Add FuzzyMatch to your Package.swift:

dependencies: [
    .package(url: "https://github.com/ordo-one/FuzzyMatch.git", from: "1.0.0")
]

Then add it to your target dependencies:

.target(
    name: "YourTarget",
    dependencies: ["FuzzyMatch"]
)

Quick Start

import FuzzyMatch

let matcher = FuzzyMatcher()

// One-shot scoring — simplest API
if let match = matcher.score("getUserById", against: "getUser") {
    print("score=\(match.score), kind=\(match.kind)")
}

// Top-N matching — returns sorted results
let query = matcher.prepare("config")
let top3 = matcher.topMatches(
    ["appConfig", "configManager", "database", "userConfig"],
    against: query,
    limit: 3
)
for result in top3 {
    print("\(result.candidate): \(result.match.score)")
}

Usage

Convenience API

For quick exploration, prototyping, or when scoring a small number of candidates:

let matcher = FuzzyMatcher()

// One-shot: prepare + score in a single call
if let match = matcher.score("getUserById", against: "usr") {
    print("Score: \(match.score)")
}

// Top-N: returns the best matches sorted by score
let query = matcher.prepare("config")
let top5 = matcher.topMatches(candidates, against: query, limit: 5)

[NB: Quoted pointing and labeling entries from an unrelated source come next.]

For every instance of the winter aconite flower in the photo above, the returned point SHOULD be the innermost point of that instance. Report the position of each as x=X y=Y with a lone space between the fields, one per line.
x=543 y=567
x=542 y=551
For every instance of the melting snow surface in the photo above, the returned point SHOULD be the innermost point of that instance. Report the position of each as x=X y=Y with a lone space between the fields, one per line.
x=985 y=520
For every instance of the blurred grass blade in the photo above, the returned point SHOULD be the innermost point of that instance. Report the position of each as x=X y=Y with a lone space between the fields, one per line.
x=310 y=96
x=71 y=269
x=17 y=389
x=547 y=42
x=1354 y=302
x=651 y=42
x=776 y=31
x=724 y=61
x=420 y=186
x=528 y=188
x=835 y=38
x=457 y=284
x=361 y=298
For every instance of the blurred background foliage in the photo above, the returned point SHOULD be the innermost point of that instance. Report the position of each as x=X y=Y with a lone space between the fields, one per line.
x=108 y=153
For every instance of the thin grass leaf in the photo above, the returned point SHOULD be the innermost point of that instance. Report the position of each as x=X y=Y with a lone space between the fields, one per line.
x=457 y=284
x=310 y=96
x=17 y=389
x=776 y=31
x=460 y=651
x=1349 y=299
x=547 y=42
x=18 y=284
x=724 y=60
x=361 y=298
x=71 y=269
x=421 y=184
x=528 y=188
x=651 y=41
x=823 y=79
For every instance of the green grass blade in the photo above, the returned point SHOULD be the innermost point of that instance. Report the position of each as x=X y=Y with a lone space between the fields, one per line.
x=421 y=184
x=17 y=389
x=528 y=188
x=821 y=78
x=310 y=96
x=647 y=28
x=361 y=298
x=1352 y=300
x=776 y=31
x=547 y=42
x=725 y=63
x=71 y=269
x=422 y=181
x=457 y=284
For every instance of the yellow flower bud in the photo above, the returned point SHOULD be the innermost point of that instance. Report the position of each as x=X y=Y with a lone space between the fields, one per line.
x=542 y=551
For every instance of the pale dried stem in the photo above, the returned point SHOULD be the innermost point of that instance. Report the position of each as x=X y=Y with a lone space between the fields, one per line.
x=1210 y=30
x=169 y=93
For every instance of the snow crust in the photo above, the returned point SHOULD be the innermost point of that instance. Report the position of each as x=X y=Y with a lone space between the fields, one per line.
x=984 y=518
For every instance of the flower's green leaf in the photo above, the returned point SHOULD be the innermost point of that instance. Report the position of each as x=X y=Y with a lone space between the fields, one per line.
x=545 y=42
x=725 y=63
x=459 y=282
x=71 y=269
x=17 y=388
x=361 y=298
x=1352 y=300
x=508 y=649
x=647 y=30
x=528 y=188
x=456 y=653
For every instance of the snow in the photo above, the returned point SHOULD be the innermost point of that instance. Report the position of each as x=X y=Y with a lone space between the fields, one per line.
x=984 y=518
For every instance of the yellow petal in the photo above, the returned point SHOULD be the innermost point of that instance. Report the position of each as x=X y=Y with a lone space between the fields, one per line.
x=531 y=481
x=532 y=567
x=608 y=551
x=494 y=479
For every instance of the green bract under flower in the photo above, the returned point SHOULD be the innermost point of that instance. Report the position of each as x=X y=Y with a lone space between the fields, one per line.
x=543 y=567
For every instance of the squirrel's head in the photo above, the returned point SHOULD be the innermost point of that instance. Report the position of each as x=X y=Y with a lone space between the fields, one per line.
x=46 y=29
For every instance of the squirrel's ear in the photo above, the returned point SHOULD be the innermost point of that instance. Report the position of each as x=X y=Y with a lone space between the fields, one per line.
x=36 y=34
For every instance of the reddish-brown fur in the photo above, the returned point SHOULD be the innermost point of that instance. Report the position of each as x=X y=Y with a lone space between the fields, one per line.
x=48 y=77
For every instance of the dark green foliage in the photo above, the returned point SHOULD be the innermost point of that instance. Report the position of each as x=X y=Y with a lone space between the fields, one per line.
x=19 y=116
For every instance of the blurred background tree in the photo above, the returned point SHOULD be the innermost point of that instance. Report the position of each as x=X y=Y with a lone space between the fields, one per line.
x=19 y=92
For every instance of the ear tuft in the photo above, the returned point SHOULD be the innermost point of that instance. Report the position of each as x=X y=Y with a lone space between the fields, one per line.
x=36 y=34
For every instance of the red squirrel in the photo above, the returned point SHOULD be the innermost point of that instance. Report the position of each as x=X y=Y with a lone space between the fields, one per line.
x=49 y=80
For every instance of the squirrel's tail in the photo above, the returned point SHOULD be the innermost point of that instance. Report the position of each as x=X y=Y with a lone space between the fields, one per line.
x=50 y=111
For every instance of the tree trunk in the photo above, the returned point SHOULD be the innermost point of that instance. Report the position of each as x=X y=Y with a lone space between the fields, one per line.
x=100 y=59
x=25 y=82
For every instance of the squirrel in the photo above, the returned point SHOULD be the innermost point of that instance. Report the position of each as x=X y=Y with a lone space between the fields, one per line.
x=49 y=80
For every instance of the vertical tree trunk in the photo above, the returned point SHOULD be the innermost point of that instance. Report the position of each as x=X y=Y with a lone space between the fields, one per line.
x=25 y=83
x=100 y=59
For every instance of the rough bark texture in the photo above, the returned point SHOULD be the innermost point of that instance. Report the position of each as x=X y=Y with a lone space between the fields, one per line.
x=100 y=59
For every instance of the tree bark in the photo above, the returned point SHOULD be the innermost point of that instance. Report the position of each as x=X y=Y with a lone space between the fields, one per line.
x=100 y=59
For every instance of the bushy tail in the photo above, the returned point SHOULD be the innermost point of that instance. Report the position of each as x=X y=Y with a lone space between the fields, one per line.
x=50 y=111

// All matches: returns every match sorted by score
let all = matcher.matches(candidates, against: query)

Note: Convenience methods allocate a new buffer per call. For high-throughput or latency-sensitive use, see High-Performance API below.

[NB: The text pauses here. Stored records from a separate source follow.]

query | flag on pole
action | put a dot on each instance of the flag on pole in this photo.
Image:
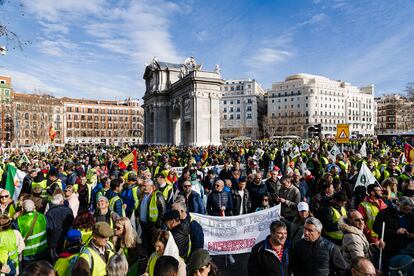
(14, 181)
(52, 133)
(24, 159)
(204, 156)
(363, 150)
(132, 157)
(409, 152)
(365, 177)
(334, 152)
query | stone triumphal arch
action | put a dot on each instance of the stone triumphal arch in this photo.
(181, 104)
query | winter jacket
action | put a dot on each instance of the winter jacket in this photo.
(194, 203)
(263, 260)
(354, 243)
(256, 192)
(59, 219)
(237, 202)
(292, 197)
(118, 204)
(196, 233)
(217, 200)
(394, 242)
(181, 234)
(319, 258)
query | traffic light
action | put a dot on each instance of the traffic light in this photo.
(318, 130)
(311, 132)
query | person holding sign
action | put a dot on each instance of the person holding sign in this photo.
(369, 209)
(270, 257)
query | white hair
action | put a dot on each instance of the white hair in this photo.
(57, 199)
(28, 206)
(117, 265)
(316, 222)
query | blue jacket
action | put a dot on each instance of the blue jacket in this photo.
(118, 204)
(128, 198)
(194, 203)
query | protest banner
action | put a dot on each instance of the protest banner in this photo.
(236, 234)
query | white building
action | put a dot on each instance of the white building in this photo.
(242, 107)
(303, 100)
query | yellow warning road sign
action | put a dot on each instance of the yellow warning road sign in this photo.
(342, 133)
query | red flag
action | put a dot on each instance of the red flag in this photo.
(132, 157)
(52, 133)
(409, 152)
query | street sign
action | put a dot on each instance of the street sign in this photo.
(342, 133)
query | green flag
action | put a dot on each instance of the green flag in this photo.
(14, 181)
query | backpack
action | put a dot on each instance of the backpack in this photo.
(401, 265)
(64, 266)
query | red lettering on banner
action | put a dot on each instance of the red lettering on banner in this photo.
(233, 245)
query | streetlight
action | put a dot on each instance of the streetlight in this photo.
(3, 50)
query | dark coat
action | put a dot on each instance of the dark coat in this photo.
(263, 260)
(320, 258)
(181, 234)
(196, 233)
(217, 200)
(237, 201)
(256, 192)
(161, 206)
(194, 203)
(59, 219)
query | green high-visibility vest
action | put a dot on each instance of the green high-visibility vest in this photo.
(336, 235)
(95, 262)
(112, 204)
(371, 211)
(153, 210)
(8, 242)
(37, 241)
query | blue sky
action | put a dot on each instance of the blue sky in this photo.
(99, 48)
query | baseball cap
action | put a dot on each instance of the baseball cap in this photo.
(303, 206)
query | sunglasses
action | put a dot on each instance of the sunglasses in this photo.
(200, 270)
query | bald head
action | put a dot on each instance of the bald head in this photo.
(362, 266)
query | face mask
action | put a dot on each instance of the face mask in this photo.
(409, 192)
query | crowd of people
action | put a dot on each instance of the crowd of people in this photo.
(82, 211)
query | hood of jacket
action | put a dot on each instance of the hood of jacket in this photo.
(347, 228)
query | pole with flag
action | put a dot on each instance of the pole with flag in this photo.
(363, 150)
(52, 133)
(409, 152)
(365, 177)
(14, 181)
(132, 157)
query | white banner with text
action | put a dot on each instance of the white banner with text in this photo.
(237, 234)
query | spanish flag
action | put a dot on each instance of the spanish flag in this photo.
(132, 157)
(52, 133)
(409, 152)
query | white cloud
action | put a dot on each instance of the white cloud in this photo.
(268, 56)
(314, 19)
(57, 48)
(63, 10)
(26, 83)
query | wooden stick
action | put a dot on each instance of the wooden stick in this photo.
(382, 238)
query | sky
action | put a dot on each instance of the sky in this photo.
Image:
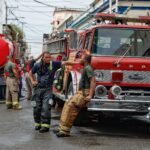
(35, 18)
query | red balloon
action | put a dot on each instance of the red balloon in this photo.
(4, 52)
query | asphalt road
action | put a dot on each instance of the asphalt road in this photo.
(17, 133)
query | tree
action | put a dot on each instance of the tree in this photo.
(17, 33)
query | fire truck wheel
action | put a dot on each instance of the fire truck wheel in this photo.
(82, 118)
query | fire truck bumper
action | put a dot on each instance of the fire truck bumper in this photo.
(130, 106)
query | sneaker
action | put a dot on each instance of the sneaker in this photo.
(17, 107)
(43, 130)
(9, 107)
(55, 131)
(37, 127)
(60, 134)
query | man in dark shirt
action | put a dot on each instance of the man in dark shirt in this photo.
(42, 94)
(73, 106)
(28, 66)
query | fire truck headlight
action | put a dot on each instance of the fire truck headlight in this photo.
(99, 75)
(100, 91)
(116, 90)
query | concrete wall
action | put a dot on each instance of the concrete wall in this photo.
(136, 8)
(60, 16)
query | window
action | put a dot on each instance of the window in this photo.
(87, 41)
(120, 42)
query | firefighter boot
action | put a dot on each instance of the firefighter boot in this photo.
(43, 130)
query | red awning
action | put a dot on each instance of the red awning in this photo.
(4, 52)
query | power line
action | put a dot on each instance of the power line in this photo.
(52, 6)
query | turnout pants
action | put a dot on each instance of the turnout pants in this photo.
(12, 89)
(70, 111)
(28, 86)
(42, 108)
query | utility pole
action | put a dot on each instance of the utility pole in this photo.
(7, 9)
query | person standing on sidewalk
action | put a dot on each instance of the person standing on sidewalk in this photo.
(28, 66)
(83, 96)
(42, 94)
(12, 85)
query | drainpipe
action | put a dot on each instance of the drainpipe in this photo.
(110, 6)
(116, 6)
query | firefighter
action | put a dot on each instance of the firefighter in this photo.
(42, 94)
(28, 66)
(79, 100)
(12, 85)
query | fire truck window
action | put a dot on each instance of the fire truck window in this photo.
(120, 42)
(87, 42)
(73, 40)
(80, 42)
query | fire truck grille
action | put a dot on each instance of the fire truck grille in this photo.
(128, 76)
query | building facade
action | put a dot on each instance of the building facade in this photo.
(62, 15)
(131, 8)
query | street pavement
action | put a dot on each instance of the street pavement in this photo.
(17, 133)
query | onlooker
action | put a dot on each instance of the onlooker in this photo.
(42, 94)
(28, 66)
(73, 106)
(12, 85)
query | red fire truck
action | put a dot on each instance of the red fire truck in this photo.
(4, 52)
(120, 49)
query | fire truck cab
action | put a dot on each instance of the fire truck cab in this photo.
(120, 49)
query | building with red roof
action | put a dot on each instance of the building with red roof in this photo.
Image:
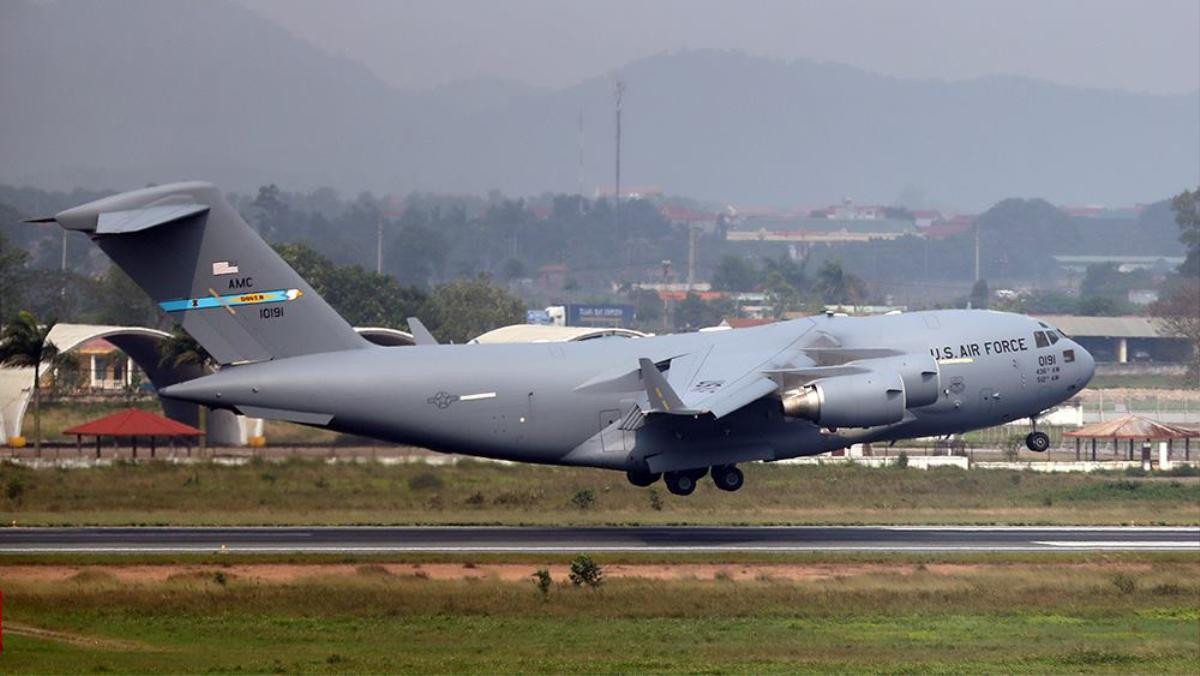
(131, 424)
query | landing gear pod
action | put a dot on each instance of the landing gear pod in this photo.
(862, 400)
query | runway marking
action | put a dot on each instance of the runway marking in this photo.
(573, 549)
(1131, 544)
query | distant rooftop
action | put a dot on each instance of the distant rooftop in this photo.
(1107, 327)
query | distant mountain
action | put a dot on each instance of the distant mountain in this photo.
(114, 95)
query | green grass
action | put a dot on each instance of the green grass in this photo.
(311, 491)
(1075, 614)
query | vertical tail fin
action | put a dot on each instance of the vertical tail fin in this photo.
(199, 261)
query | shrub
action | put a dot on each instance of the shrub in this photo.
(425, 480)
(583, 498)
(586, 572)
(1125, 582)
(543, 579)
(655, 501)
(15, 489)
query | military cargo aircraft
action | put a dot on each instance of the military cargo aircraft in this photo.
(675, 407)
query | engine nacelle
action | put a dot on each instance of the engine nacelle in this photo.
(859, 400)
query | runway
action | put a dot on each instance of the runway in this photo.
(597, 539)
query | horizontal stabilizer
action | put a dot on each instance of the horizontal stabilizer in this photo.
(136, 220)
(663, 398)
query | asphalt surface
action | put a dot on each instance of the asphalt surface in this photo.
(592, 539)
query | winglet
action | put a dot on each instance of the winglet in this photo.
(420, 334)
(663, 398)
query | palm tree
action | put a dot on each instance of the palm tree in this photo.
(181, 350)
(25, 342)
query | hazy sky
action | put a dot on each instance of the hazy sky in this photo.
(1141, 46)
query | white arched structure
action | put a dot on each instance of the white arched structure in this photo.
(141, 345)
(138, 342)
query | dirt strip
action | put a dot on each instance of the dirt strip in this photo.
(283, 573)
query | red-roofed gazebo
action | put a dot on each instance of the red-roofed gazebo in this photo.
(132, 423)
(1133, 429)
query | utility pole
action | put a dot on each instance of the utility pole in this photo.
(580, 168)
(977, 251)
(379, 245)
(693, 238)
(619, 95)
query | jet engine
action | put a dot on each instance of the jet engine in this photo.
(858, 400)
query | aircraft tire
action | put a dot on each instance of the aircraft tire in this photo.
(642, 479)
(679, 483)
(1037, 442)
(729, 477)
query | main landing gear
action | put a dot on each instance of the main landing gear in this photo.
(683, 482)
(1036, 441)
(725, 477)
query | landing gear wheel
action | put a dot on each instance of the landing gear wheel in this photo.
(1037, 442)
(642, 479)
(727, 477)
(679, 483)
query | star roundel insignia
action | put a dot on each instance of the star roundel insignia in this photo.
(442, 400)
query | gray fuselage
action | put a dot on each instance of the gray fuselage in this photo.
(563, 402)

High-Performance API (Zero-Allocation Hot Path)

For scoring many candidates against the same query — the recommended path for production use, interactive search, and batch processing:

let matcher = FuzzyMatcher()

// 1. Prepare the query once (precomputes bitmask, trigrams, etc.)
let query = matcher.prepare("getUser")

// 2. Create a reusable buffer (eliminates allocations in the scoring loop)
var buffer = matcher.makeBuffer()

// 3. Score candidates — zero heap allocations per call
let candidates = ["getUserById", "getUsername", "setUser", "fetchData"]
for candidate in candidates {
    if let match = matcher.score(candidate, against: query, buffer: &buffer) {
        print("\(candidate): score=\(match.score), kind=\(match.kind)")
    }
}

Output:

getUserById: score=0.9988, kind=prefix
getUsername: score=0.9988, kind=prefix
setUser: score=0.9047619047619048, kind=prefix

UTF-8 API (Maximum Throughput)

For the highest possible throughput, use score(utf8:against:buffer:) with pre-extracted UTF-8 bytes. This @inlinable method enables cross-module inlining that the String overload cannot achieve on Swift 6.0 (where String.withUTF8 is non-inlinable), delivering 50-100% higher throughput depending on the algorithm:

let matcher = FuzzyMatcher()
let query = matcher.prepare("getUser")
var buffer = matcher.makeBuffer()

for var candidate in candidates {
    candidate.withUTF8 { utf8 in
        if let match = matcher.score(utf8: utf8, against: query, buffer: &buffer) {
            print("score=\(match.score)")
        }
    }
}

Note: This performance gap is a Swift 6.0 limitation. When the library adopts Swift 6.2+ Span, the String API will recover full throughput and this method may be deprecated.

Custom Configuration

// Edit distance mode with custom tuning
let config = MatchConfig(
    minScore: 0.5,
    algorithm: .editDistance(EditDistanceConfig(
        maxEditDistance: 3,        // Allow up to 3 edits (default: 2)
        prefixWeight: 2.0,        // Boost prefix matches (default: 1.5)
        substringWeight: 0.8,     // Weight for substring matches (default: 1.0)
        wordBoundaryBonus: 0.12,  // Bonus for word boundary matches (default: 0.1)
        consecutiveBonus: 0.06,   // Bonus for consecutive matches (default: 0.05)
        gapPenalty: .affine(open: 0.04, extend: 0.01)  // Gap penalty model
    ))
)
let matcher = FuzzyMatcher(config: config)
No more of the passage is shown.